Root, Finch, Reese, and Fusco walk into a trap as Samaritan operatives surround the building. Trapped inside, the machine runs through possible scenarios. In the midst of the chaos, the machine is like the eye of the storm, calmly slowing everything down and weighing options.
The machine actually participates in a Star Trek like Kobayashi Maru. The story of the Kobayashi Maru is a test from the Star Trek universe—an unwinnable scenario designed to show the true colors of a commander under intense combat—a Starfleet cadet is given a mission to rescue a distressed ship. Little do they know the test is programmed to make this impossible.

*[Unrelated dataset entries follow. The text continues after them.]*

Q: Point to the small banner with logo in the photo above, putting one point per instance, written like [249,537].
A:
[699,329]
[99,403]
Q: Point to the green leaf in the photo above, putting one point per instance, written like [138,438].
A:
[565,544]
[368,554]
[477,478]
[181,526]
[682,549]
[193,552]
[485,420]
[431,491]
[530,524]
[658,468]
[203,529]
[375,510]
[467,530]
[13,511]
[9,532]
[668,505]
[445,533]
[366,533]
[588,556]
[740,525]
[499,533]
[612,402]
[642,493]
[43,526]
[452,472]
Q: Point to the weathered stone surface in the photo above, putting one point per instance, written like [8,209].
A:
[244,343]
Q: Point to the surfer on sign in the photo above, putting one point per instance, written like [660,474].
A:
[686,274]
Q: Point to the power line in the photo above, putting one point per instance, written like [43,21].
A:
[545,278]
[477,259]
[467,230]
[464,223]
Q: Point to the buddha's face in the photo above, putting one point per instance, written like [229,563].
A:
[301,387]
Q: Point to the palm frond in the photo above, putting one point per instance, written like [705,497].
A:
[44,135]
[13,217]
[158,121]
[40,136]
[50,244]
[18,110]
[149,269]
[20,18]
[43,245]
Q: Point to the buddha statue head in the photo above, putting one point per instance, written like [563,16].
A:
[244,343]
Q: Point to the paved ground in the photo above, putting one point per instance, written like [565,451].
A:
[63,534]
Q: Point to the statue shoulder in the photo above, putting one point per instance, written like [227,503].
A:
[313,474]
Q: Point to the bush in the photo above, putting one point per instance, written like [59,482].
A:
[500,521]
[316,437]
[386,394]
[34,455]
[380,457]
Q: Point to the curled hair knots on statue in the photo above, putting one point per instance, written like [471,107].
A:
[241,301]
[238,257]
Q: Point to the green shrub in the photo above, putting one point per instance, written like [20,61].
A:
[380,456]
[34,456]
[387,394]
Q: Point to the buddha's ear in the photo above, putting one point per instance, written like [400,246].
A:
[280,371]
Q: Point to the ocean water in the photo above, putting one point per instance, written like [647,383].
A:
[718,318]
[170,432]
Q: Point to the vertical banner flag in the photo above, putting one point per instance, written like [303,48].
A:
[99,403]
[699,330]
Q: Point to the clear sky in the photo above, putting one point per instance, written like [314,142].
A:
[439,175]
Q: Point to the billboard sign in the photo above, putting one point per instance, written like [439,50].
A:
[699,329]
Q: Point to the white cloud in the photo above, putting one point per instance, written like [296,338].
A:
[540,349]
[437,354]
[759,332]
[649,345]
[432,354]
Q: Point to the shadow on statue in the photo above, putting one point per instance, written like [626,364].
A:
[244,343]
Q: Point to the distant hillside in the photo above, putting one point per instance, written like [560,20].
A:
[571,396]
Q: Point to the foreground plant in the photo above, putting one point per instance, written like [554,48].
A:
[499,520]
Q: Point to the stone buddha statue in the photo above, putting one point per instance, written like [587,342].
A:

The cadet faces a decision:
- Attempt to rescue the freighter’s crew and passengers, which involves violating the Neutral Zone and potentially provoking the Klingons into an all-out war; or
- Abandon the ship, potentially preventing war but leaving the freighter’s crew and passengers to die.
In If-Then-Else, the machine plays various simulations, with all possibilities ending badly. Similar to the Kobayashi Maru test where both the starship and the freighter are destroyed, the Person of Interest audience is forced to wait and watch as everyone, except Fusco dies agonizing deaths.
The real world problem is that Root, Finch, Reese, Fusco and Shaw face adversaries who do not play by the rules. Yet Finch reminds to never … ever … cheat. And just like Person of Interest, we’re taught ethical manners, lest we else face expulsion and castigation. The better option, as the Kobayashi Maru teaches, is to step outside the rules of the game – that we can succeed against no-win scenarios.
Some of my fans will question and complain, that I being a Buddhist am claiming cheating is good. The same complaints were heard when Captain Kirk “cheated” in order to pass the Kobayashi Maru test.
One important lesson of If-Then-Else comes from Harold Finch. “Chess is just a game. Real people are not pieces.” And that’s true. In the everyday world, people leave for work and die. They have a heart attack, get shot, have a car accident, get murdered, fall at work, etc., etc. That’s real.
In the If-Then-Else episode, Greer states Samaritan is needed. So I ask, do we need a Samaritan? In fact, some claim we already have a version of Samaritan. If you think a Samaritan is not required, then I offer:
On January 7, at 11:30 – Car arrives in front of the building on Rue Nicolas Appert where Charlie Hebdo’s office is located. Two people dressed in black and hooded emerge from the vehicle carrying automatic weapons called Kalashnikovs. The attack lasted five minutes, 12 dead.
~Terrorist Attack on French Newspaper~
Life doesn’t always play by ethical rules. One must learn to think creatively when considering adversary behavior. I always meditate creatively.
It’s trite to observe that the cost of successes only to further damage the political system we bring forward to heal.